Violet Grenade

Chapter Fifty-Five

Illusion

The next day flies by in a blur. I work alone on cleaning dishes and floors and emptying wastebaskets in the Lily house. Then I walk over to the Violets’ home, because Marie reminds me we have to clean their space as well. I’m not sure what I expect it to be like. I’ve built it up in my head so that nothing can compare.

But when we finally go inside, I’m surprised to find it’s a replica of the Lilies’ home: wood paneling, outdated décor, worn furniture. I suppose there’s no use in pretending these homes are used for anything other than what they are. Still, for some unknown reason, my heart falls. I guess I clung to the idea that if I had stayed, when I finally became a Violet, I would be rewarded.

It’s strange, seeing it for the first time this way—the Violets at breakfast, me walking over red bras and lacy robes and thigh-highs in the unforgiving daylight. I always imagined I’d see it at night, music thumping, Lola dancing on a table with a glass of champagne in her hand. I’d look at her and imagine I could be her, not a care in the world. I could take her place when she left this house of mirages and reign as Top Girl.

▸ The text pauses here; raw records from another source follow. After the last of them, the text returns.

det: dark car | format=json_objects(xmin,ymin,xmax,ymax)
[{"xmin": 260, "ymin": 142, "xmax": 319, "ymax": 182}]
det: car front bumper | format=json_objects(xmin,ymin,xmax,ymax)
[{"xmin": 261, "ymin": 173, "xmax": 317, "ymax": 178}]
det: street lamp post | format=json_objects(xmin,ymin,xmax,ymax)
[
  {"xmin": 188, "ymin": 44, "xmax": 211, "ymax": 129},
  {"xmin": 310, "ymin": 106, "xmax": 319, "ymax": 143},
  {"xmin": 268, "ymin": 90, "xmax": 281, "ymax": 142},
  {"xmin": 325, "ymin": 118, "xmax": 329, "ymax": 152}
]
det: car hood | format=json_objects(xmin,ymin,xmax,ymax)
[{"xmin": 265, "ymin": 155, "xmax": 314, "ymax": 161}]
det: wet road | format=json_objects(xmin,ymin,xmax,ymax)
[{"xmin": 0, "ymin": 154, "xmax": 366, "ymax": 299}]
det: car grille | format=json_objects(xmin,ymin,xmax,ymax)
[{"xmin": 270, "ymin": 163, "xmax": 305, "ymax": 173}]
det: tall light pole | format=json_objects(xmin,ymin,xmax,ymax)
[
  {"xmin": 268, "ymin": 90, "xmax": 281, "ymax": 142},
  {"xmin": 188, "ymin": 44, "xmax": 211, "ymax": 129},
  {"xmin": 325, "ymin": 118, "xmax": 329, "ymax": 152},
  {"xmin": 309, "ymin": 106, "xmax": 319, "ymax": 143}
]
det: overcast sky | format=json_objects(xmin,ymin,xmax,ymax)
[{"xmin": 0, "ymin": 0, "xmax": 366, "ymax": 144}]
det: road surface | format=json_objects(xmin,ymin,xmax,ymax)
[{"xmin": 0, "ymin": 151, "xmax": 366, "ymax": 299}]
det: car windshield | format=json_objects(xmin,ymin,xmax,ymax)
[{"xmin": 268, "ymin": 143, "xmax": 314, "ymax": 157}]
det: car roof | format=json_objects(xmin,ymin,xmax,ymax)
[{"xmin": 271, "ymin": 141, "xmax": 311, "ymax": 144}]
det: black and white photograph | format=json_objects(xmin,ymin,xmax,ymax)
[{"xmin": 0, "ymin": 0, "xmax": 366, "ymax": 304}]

But this place is not the dream I created. It’s just a dusty house where girls trade their virtue for bronze coins they’ll never touch. When I complete my chores and leave their home, it feels anticlimactic. That’s it? I keep thinking. The holy grail of Madam Karina’s Home for Burgeoning Entertainers? I watch from the Lily house window as the Violet girls walk back from breakfast.

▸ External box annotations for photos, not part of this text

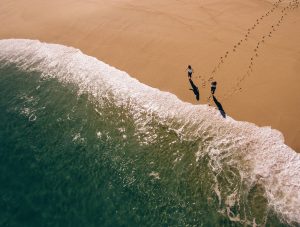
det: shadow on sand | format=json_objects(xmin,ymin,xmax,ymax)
[
  {"xmin": 213, "ymin": 95, "xmax": 226, "ymax": 118},
  {"xmin": 189, "ymin": 79, "xmax": 200, "ymax": 101}
]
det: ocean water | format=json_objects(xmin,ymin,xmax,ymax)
[{"xmin": 0, "ymin": 40, "xmax": 300, "ymax": 226}]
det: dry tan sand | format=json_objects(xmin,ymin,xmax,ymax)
[{"xmin": 0, "ymin": 0, "xmax": 300, "ymax": 152}]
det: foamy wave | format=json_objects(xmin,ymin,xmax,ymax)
[{"xmin": 0, "ymin": 39, "xmax": 300, "ymax": 223}]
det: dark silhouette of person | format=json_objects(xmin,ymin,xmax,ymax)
[
  {"xmin": 213, "ymin": 95, "xmax": 226, "ymax": 118},
  {"xmin": 189, "ymin": 79, "xmax": 200, "ymax": 101},
  {"xmin": 210, "ymin": 81, "xmax": 217, "ymax": 95},
  {"xmin": 185, "ymin": 65, "xmax": 194, "ymax": 79}
]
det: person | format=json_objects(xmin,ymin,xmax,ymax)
[
  {"xmin": 189, "ymin": 79, "xmax": 200, "ymax": 101},
  {"xmin": 186, "ymin": 65, "xmax": 194, "ymax": 79},
  {"xmin": 210, "ymin": 81, "xmax": 217, "ymax": 95}
]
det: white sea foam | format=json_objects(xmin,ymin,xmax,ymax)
[{"xmin": 0, "ymin": 39, "xmax": 300, "ymax": 223}]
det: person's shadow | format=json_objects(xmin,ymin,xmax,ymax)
[
  {"xmin": 189, "ymin": 79, "xmax": 200, "ymax": 101},
  {"xmin": 213, "ymin": 95, "xmax": 226, "ymax": 118}
]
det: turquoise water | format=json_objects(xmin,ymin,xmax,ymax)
[{"xmin": 0, "ymin": 39, "xmax": 297, "ymax": 226}]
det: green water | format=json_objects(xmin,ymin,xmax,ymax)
[{"xmin": 0, "ymin": 67, "xmax": 284, "ymax": 226}]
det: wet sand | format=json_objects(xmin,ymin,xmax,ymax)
[{"xmin": 0, "ymin": 0, "xmax": 300, "ymax": 152}]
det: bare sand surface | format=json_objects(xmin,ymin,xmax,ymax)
[{"xmin": 0, "ymin": 0, "xmax": 300, "ymax": 152}]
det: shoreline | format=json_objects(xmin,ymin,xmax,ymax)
[{"xmin": 0, "ymin": 0, "xmax": 300, "ymax": 152}]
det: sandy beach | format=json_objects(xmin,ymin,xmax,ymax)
[{"xmin": 0, "ymin": 0, "xmax": 300, "ymax": 152}]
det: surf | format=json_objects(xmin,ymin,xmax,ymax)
[{"xmin": 0, "ymin": 39, "xmax": 300, "ymax": 224}]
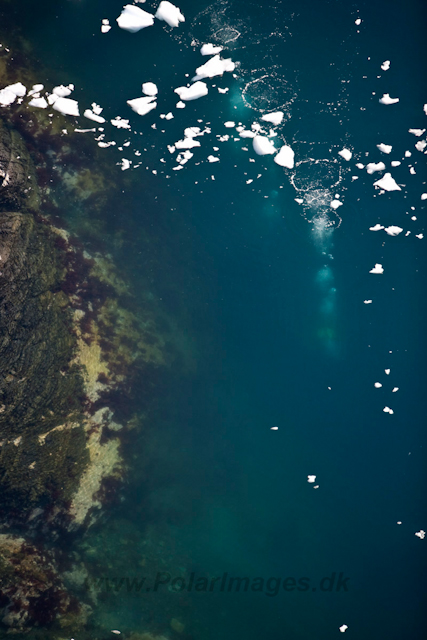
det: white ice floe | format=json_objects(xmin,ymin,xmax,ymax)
[
  {"xmin": 377, "ymin": 142, "xmax": 393, "ymax": 153},
  {"xmin": 110, "ymin": 116, "xmax": 130, "ymax": 129},
  {"xmin": 49, "ymin": 96, "xmax": 80, "ymax": 116},
  {"xmin": 101, "ymin": 18, "xmax": 111, "ymax": 33},
  {"xmin": 0, "ymin": 82, "xmax": 27, "ymax": 107},
  {"xmin": 374, "ymin": 173, "xmax": 402, "ymax": 191},
  {"xmin": 408, "ymin": 129, "xmax": 426, "ymax": 138},
  {"xmin": 142, "ymin": 82, "xmax": 158, "ymax": 96},
  {"xmin": 274, "ymin": 143, "xmax": 295, "ymax": 169},
  {"xmin": 116, "ymin": 4, "xmax": 154, "ymax": 33},
  {"xmin": 83, "ymin": 109, "xmax": 105, "ymax": 124},
  {"xmin": 126, "ymin": 96, "xmax": 157, "ymax": 116},
  {"xmin": 154, "ymin": 0, "xmax": 185, "ymax": 27},
  {"xmin": 338, "ymin": 149, "xmax": 353, "ymax": 162},
  {"xmin": 369, "ymin": 262, "xmax": 384, "ymax": 273},
  {"xmin": 200, "ymin": 42, "xmax": 223, "ymax": 56},
  {"xmin": 384, "ymin": 225, "xmax": 403, "ymax": 236},
  {"xmin": 261, "ymin": 111, "xmax": 285, "ymax": 126},
  {"xmin": 28, "ymin": 97, "xmax": 49, "ymax": 109},
  {"xmin": 379, "ymin": 93, "xmax": 399, "ymax": 104},
  {"xmin": 252, "ymin": 136, "xmax": 276, "ymax": 156},
  {"xmin": 27, "ymin": 84, "xmax": 44, "ymax": 97},
  {"xmin": 174, "ymin": 82, "xmax": 208, "ymax": 101},
  {"xmin": 192, "ymin": 54, "xmax": 236, "ymax": 82},
  {"xmin": 366, "ymin": 162, "xmax": 385, "ymax": 175},
  {"xmin": 52, "ymin": 84, "xmax": 74, "ymax": 98}
]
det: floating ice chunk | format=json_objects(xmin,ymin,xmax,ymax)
[
  {"xmin": 174, "ymin": 82, "xmax": 208, "ymax": 100},
  {"xmin": 239, "ymin": 129, "xmax": 256, "ymax": 138},
  {"xmin": 192, "ymin": 54, "xmax": 236, "ymax": 82},
  {"xmin": 366, "ymin": 162, "xmax": 385, "ymax": 175},
  {"xmin": 274, "ymin": 144, "xmax": 295, "ymax": 169},
  {"xmin": 116, "ymin": 4, "xmax": 154, "ymax": 33},
  {"xmin": 53, "ymin": 97, "xmax": 80, "ymax": 116},
  {"xmin": 374, "ymin": 173, "xmax": 402, "ymax": 191},
  {"xmin": 110, "ymin": 116, "xmax": 130, "ymax": 129},
  {"xmin": 28, "ymin": 97, "xmax": 48, "ymax": 109},
  {"xmin": 126, "ymin": 96, "xmax": 157, "ymax": 116},
  {"xmin": 252, "ymin": 136, "xmax": 276, "ymax": 156},
  {"xmin": 154, "ymin": 0, "xmax": 185, "ymax": 27},
  {"xmin": 261, "ymin": 111, "xmax": 285, "ymax": 126},
  {"xmin": 377, "ymin": 142, "xmax": 393, "ymax": 153},
  {"xmin": 83, "ymin": 109, "xmax": 105, "ymax": 124},
  {"xmin": 142, "ymin": 82, "xmax": 158, "ymax": 96},
  {"xmin": 384, "ymin": 225, "xmax": 403, "ymax": 236},
  {"xmin": 200, "ymin": 42, "xmax": 223, "ymax": 56},
  {"xmin": 408, "ymin": 129, "xmax": 426, "ymax": 138},
  {"xmin": 52, "ymin": 84, "xmax": 74, "ymax": 98},
  {"xmin": 379, "ymin": 93, "xmax": 399, "ymax": 104},
  {"xmin": 369, "ymin": 262, "xmax": 384, "ymax": 273},
  {"xmin": 338, "ymin": 149, "xmax": 353, "ymax": 162},
  {"xmin": 101, "ymin": 18, "xmax": 111, "ymax": 33},
  {"xmin": 28, "ymin": 84, "xmax": 44, "ymax": 97}
]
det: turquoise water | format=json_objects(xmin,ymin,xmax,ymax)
[{"xmin": 0, "ymin": 0, "xmax": 427, "ymax": 640}]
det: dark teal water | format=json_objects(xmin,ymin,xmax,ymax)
[{"xmin": 1, "ymin": 0, "xmax": 427, "ymax": 640}]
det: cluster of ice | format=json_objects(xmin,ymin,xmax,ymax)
[
  {"xmin": 276, "ymin": 145, "xmax": 295, "ymax": 169},
  {"xmin": 252, "ymin": 136, "xmax": 276, "ymax": 156},
  {"xmin": 155, "ymin": 0, "xmax": 185, "ymax": 27},
  {"xmin": 126, "ymin": 96, "xmax": 157, "ymax": 116},
  {"xmin": 379, "ymin": 93, "xmax": 399, "ymax": 104},
  {"xmin": 174, "ymin": 81, "xmax": 208, "ymax": 101},
  {"xmin": 338, "ymin": 149, "xmax": 353, "ymax": 162},
  {"xmin": 192, "ymin": 54, "xmax": 236, "ymax": 82},
  {"xmin": 369, "ymin": 262, "xmax": 384, "ymax": 274},
  {"xmin": 0, "ymin": 82, "xmax": 27, "ymax": 107},
  {"xmin": 261, "ymin": 111, "xmax": 285, "ymax": 126},
  {"xmin": 116, "ymin": 4, "xmax": 154, "ymax": 33},
  {"xmin": 377, "ymin": 142, "xmax": 393, "ymax": 153},
  {"xmin": 374, "ymin": 173, "xmax": 402, "ymax": 191},
  {"xmin": 142, "ymin": 82, "xmax": 158, "ymax": 96},
  {"xmin": 200, "ymin": 42, "xmax": 223, "ymax": 56},
  {"xmin": 366, "ymin": 162, "xmax": 385, "ymax": 175}
]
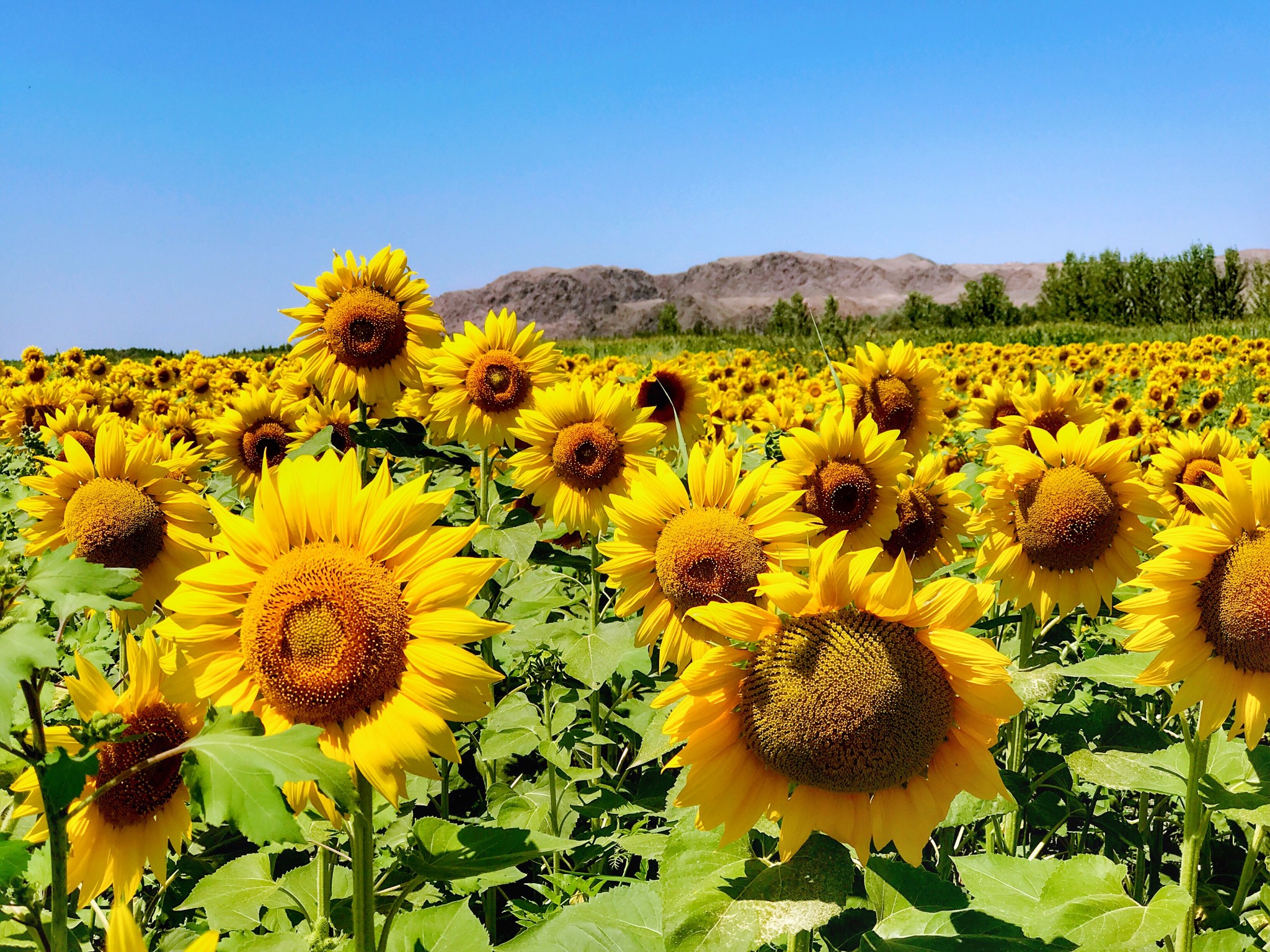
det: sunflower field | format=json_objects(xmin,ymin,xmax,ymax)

They stretch in the morning and smooth their tangled hair. Their faces are free of makeup and their clothes mismatched. The oldest can’t be more than twenty-four. One girl reaches down and scratches her crotch while yawning. And Lola walks in the back, mumbling to herself about who knows what.

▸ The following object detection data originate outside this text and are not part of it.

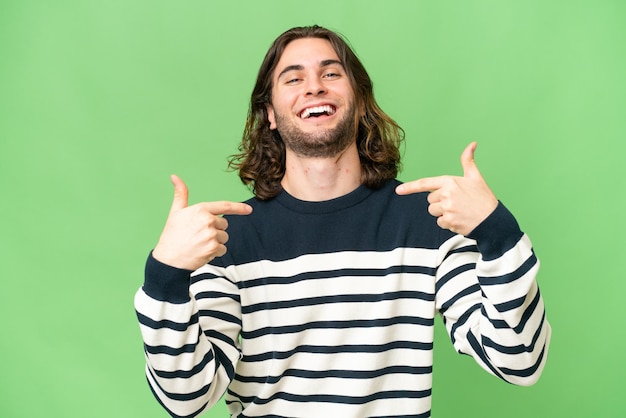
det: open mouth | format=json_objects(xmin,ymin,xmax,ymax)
[{"xmin": 300, "ymin": 105, "xmax": 337, "ymax": 119}]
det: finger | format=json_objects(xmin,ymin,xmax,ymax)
[
  {"xmin": 170, "ymin": 174, "xmax": 189, "ymax": 213},
  {"xmin": 428, "ymin": 203, "xmax": 443, "ymax": 218},
  {"xmin": 215, "ymin": 231, "xmax": 228, "ymax": 245},
  {"xmin": 396, "ymin": 177, "xmax": 444, "ymax": 195},
  {"xmin": 461, "ymin": 142, "xmax": 481, "ymax": 178},
  {"xmin": 426, "ymin": 189, "xmax": 441, "ymax": 204},
  {"xmin": 200, "ymin": 201, "xmax": 252, "ymax": 215},
  {"xmin": 213, "ymin": 216, "xmax": 228, "ymax": 231}
]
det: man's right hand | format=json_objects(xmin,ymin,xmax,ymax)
[{"xmin": 152, "ymin": 175, "xmax": 252, "ymax": 270}]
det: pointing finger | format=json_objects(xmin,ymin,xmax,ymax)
[
  {"xmin": 396, "ymin": 177, "xmax": 444, "ymax": 195},
  {"xmin": 170, "ymin": 174, "xmax": 189, "ymax": 212},
  {"xmin": 461, "ymin": 142, "xmax": 480, "ymax": 177},
  {"xmin": 200, "ymin": 201, "xmax": 252, "ymax": 215}
]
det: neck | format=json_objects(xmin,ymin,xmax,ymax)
[{"xmin": 281, "ymin": 142, "xmax": 361, "ymax": 202}]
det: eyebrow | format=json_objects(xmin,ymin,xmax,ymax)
[{"xmin": 276, "ymin": 59, "xmax": 344, "ymax": 80}]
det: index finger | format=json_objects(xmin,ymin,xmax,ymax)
[
  {"xmin": 396, "ymin": 177, "xmax": 444, "ymax": 195},
  {"xmin": 200, "ymin": 200, "xmax": 252, "ymax": 215}
]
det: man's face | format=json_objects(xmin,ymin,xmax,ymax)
[{"xmin": 267, "ymin": 38, "xmax": 356, "ymax": 157}]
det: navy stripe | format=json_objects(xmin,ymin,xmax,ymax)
[
  {"xmin": 242, "ymin": 341, "xmax": 433, "ymax": 363},
  {"xmin": 146, "ymin": 376, "xmax": 208, "ymax": 418},
  {"xmin": 154, "ymin": 351, "xmax": 214, "ymax": 379},
  {"xmin": 241, "ymin": 291, "xmax": 435, "ymax": 314},
  {"xmin": 238, "ymin": 266, "xmax": 436, "ymax": 288},
  {"xmin": 439, "ymin": 283, "xmax": 480, "ymax": 314},
  {"xmin": 493, "ymin": 295, "xmax": 526, "ymax": 312},
  {"xmin": 241, "ymin": 316, "xmax": 434, "ymax": 339},
  {"xmin": 195, "ymin": 292, "xmax": 241, "ymax": 302},
  {"xmin": 500, "ymin": 347, "xmax": 546, "ymax": 377},
  {"xmin": 443, "ymin": 245, "xmax": 478, "ymax": 260},
  {"xmin": 478, "ymin": 253, "xmax": 537, "ymax": 286},
  {"xmin": 204, "ymin": 329, "xmax": 236, "ymax": 347},
  {"xmin": 236, "ymin": 366, "xmax": 433, "ymax": 384},
  {"xmin": 459, "ymin": 331, "xmax": 506, "ymax": 381},
  {"xmin": 228, "ymin": 389, "xmax": 432, "ymax": 405},
  {"xmin": 444, "ymin": 303, "xmax": 480, "ymax": 344},
  {"xmin": 198, "ymin": 309, "xmax": 241, "ymax": 326},
  {"xmin": 148, "ymin": 369, "xmax": 212, "ymax": 404},
  {"xmin": 137, "ymin": 312, "xmax": 198, "ymax": 331},
  {"xmin": 435, "ymin": 263, "xmax": 476, "ymax": 292},
  {"xmin": 483, "ymin": 312, "xmax": 546, "ymax": 354}
]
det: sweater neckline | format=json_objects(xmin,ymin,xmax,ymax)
[{"xmin": 276, "ymin": 185, "xmax": 373, "ymax": 214}]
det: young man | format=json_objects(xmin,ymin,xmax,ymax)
[{"xmin": 135, "ymin": 26, "xmax": 550, "ymax": 418}]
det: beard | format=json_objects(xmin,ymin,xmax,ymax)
[{"xmin": 276, "ymin": 106, "xmax": 356, "ymax": 158}]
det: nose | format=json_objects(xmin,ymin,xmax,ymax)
[{"xmin": 306, "ymin": 77, "xmax": 326, "ymax": 96}]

They don’t look like the glamorous, untouchable girls I’ve seen in fleeting moments at market or outside the main house window. In this light, they aren’t Violets. They’re just girls who were nudged, little by little, to become what someone else wanted.

As I let the curtain fall back into place, and Marie yells for me to get my lazy rear moving, the last of Madam Karina’s illusions is broken.